Sunday, 30 September 2018
Automata Lab
Maria and Georg Kroshniewitz lived in a small flat
in North London with their three children. Ever since
she was a small girl, Maria had made small moving
toys. Using parts of old construction kit games, she
would make windmills and cranes and trucks. When
she first met Georg, she kept this skill secret, not
wanting him to know that she had this deep interest,
deep longing to make moving objects. He was
visiting her one time and while they were talking of
an old movie they had both seen, a sound
came from the cupboard behind them, a whirring
noise that stopped, started, and stopped again. It
sounded like a kettle beginning to boil. Curious,
Georg asked Maria and though she tried to laugh
it off, Georg persisted and in the end opened the
cupboard and showed him dozens of automata.

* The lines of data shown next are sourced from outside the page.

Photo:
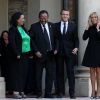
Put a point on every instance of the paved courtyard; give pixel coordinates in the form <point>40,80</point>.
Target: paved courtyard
<point>83,98</point>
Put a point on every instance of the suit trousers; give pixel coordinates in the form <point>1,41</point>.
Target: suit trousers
<point>69,61</point>
<point>47,62</point>
<point>19,73</point>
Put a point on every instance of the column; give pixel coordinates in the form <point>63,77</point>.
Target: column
<point>85,7</point>
<point>3,26</point>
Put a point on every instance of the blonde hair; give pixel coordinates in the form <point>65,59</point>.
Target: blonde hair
<point>90,18</point>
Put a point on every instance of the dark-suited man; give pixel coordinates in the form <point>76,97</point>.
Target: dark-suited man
<point>43,36</point>
<point>68,47</point>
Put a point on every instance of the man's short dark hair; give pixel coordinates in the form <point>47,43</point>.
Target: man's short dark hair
<point>42,12</point>
<point>64,10</point>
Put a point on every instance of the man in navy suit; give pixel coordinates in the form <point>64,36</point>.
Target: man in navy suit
<point>68,47</point>
<point>42,34</point>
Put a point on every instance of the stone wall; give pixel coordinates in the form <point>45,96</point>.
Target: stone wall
<point>17,5</point>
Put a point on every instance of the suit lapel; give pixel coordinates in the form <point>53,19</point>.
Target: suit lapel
<point>68,29</point>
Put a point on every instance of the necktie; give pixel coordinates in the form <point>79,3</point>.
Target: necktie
<point>48,43</point>
<point>64,29</point>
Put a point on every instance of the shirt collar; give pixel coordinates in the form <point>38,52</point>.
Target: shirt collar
<point>63,22</point>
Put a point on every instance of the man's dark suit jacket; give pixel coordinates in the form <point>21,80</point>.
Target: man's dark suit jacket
<point>69,41</point>
<point>36,33</point>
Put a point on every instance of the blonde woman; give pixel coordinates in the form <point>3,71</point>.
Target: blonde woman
<point>92,54</point>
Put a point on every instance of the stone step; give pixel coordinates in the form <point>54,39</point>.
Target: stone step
<point>2,87</point>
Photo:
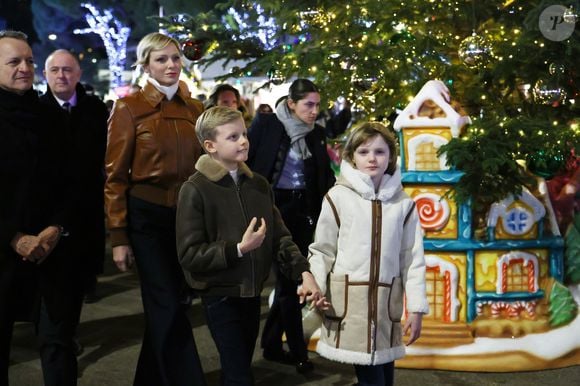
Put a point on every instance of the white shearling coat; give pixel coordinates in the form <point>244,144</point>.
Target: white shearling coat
<point>366,256</point>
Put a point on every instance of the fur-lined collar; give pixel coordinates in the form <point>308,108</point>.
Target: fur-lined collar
<point>214,171</point>
<point>363,185</point>
<point>154,96</point>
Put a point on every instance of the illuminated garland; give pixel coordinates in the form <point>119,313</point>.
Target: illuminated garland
<point>114,35</point>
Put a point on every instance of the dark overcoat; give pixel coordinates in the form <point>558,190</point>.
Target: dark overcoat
<point>86,126</point>
<point>269,146</point>
<point>34,194</point>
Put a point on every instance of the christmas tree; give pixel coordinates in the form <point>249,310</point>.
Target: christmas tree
<point>511,64</point>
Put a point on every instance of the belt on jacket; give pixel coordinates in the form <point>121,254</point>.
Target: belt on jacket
<point>156,195</point>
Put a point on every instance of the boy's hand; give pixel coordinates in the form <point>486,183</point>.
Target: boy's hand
<point>310,291</point>
<point>414,323</point>
<point>123,257</point>
<point>253,239</point>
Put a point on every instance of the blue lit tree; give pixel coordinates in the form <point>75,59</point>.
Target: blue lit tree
<point>114,35</point>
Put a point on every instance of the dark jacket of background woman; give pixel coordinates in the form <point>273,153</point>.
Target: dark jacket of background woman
<point>269,146</point>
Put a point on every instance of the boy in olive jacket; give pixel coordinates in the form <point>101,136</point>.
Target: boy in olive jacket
<point>228,231</point>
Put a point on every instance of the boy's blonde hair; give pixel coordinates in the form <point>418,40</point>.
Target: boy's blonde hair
<point>153,42</point>
<point>212,118</point>
<point>363,133</point>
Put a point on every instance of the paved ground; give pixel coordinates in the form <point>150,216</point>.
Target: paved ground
<point>111,331</point>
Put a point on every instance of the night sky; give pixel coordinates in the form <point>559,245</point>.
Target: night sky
<point>16,14</point>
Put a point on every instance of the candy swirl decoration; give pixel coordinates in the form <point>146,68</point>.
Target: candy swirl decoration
<point>433,211</point>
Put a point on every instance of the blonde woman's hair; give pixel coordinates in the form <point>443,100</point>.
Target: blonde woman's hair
<point>153,42</point>
<point>212,118</point>
<point>363,133</point>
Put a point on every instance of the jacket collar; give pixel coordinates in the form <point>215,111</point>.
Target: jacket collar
<point>215,171</point>
<point>154,96</point>
<point>363,185</point>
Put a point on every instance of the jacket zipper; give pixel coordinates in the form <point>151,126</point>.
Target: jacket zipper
<point>374,274</point>
<point>247,222</point>
<point>177,152</point>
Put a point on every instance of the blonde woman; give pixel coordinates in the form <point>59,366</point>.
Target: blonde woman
<point>152,149</point>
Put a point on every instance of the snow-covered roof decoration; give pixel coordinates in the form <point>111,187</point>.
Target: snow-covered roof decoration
<point>436,91</point>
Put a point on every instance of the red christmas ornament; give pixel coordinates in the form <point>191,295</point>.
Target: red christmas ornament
<point>193,49</point>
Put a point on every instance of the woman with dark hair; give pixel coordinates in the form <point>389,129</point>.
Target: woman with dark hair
<point>289,149</point>
<point>228,96</point>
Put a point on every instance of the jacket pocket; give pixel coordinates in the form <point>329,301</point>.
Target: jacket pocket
<point>345,325</point>
<point>396,300</point>
<point>338,297</point>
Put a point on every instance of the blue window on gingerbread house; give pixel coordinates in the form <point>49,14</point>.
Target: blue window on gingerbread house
<point>518,221</point>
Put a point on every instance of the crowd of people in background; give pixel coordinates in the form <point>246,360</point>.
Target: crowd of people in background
<point>206,199</point>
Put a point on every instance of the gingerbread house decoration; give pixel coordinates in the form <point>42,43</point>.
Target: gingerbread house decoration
<point>430,121</point>
<point>502,279</point>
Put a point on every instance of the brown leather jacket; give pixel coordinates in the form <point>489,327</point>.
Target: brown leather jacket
<point>152,149</point>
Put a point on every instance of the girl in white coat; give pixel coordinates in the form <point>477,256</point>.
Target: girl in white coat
<point>366,256</point>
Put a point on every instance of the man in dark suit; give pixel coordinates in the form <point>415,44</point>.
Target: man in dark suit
<point>85,119</point>
<point>34,265</point>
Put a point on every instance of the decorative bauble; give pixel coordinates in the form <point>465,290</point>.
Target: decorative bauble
<point>545,164</point>
<point>548,91</point>
<point>475,51</point>
<point>193,49</point>
<point>570,16</point>
<point>363,83</point>
<point>556,69</point>
<point>276,77</point>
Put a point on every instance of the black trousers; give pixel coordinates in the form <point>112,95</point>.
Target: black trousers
<point>285,315</point>
<point>168,354</point>
<point>378,375</point>
<point>234,324</point>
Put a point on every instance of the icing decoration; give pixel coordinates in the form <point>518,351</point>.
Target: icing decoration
<point>437,92</point>
<point>450,275</point>
<point>421,139</point>
<point>433,211</point>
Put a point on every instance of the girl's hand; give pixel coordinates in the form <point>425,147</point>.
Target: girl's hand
<point>309,291</point>
<point>413,323</point>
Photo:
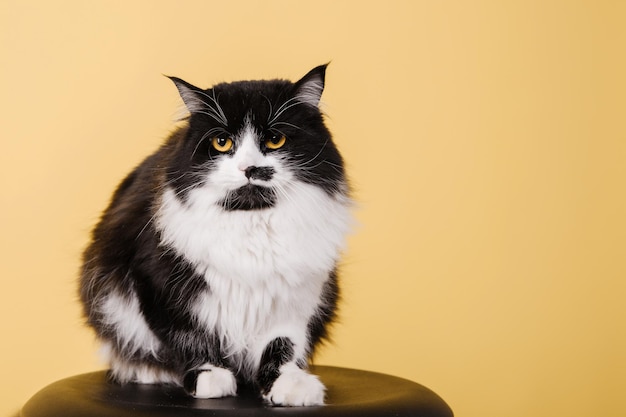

He could hardly believe that Maria had made them
herself but it wasn’t long before she showed him
just how she could and told him how she had spent
years at it. He was intrigued and then bit by bit
became obsessed with it himself. They became
a couple and had three children and all the while
they made their little automata, moving now on to
little robots and more lifelike forms that walked
and danced. And all the time it was something
private and domestic and their children grew up
amazed and delighted by them but ultimately
taking them for granted. It was what they all did,
invent, make and play with automata. One time
the middle child took one to school for an open
day and it so happened that one of the parents
who came, worked in television and it wasn’t
long before Maria and Georg and the children
were showing their models and robots on a
TV show. In the modern way, one short sequence
from the show - where the robot danced beautifully
to a joyful samba song and then appeared to
slap the show’s host, went viral. Maria and Georg
were in demand all over the world. I say, ‘Maria
and Georg’ because the children didn’t want
to be part of it. No amount of pressure from
TV moguls, hosts of shows, and PR people would
convince them that they should take part in the
demonstrations and spectacles that were devised
by the TV companies. But, Maria and Georg pressed
on, using their old automata, making new ones,
devising new shows while the children, growing up
now into older teenagers, kept their distance. They
were supervised mostly by various au pairs, live-in
nannies, and cooks enabling Maria and Georg to tour
the world. The children had their own ambitions:
one wanted to be an archaeologist, one a jazz
guitarist and one an accountant. With their new-
found wealth, Maria and Georg created an
automata lab and started to push the technology
to its limits. Some of it was top secret as it
involved workmanship at a micro level. The point
of it all was the marriage between the old and
the new. And this was the charm. It was all a
fantastic success, until disaster struck and the
automata lab was burnt to the ground. At first it
was assumed that it was an accident. It had
a terrible effect on both Maria and Georg who
found that mentally and physically they couldn’t
pick it up and start again. They began to argue
and fight and bit by bit they each started to
suspect that the other had been responsible for
the fire. They each started to find motives as to
why they might each have started it, Maria
accusing Georg of envy, Georg accusing Maria
of greed and resentment - both claiming that this
went back to the beginning of their relationship.
In the end, they couldn’t bear each other’s
company any more and split. There was hardly
any wealth left, because the automata lab
company was over-capitalised and some kind
of dodgy financing structure landed them in
debt. At the same time, the child who wanted
to be an archaeologist showed symptoms of
a fatal illness. The separated parents were
desperately obsessed with the whys and
wherefores of their own destruction to be
terribly concerned with their dying child. She
eventually died at the age of 22 and following
her death, the jazz guitarist child came to
Georg and told him that the archaeologist
had confessed that she had caused the
automata lab to burn down. How was that
possible, said Georg? And the guitarist
reminded him of one of the automata that
the archaeologist had made in the time when
they were still doing shows together: a wonderful,
spluttering, jerking, stumbling, flying dragon that
breathed fire when controlled from a mobile
phone. She had waited her moment, and, in
effect phoned the dragon, and the result was the
conflagration. Georg asked the guitarist if he
knew whether Maria knew. ‘Of course, she
does,’ he said, ‘she always knew,’ he said.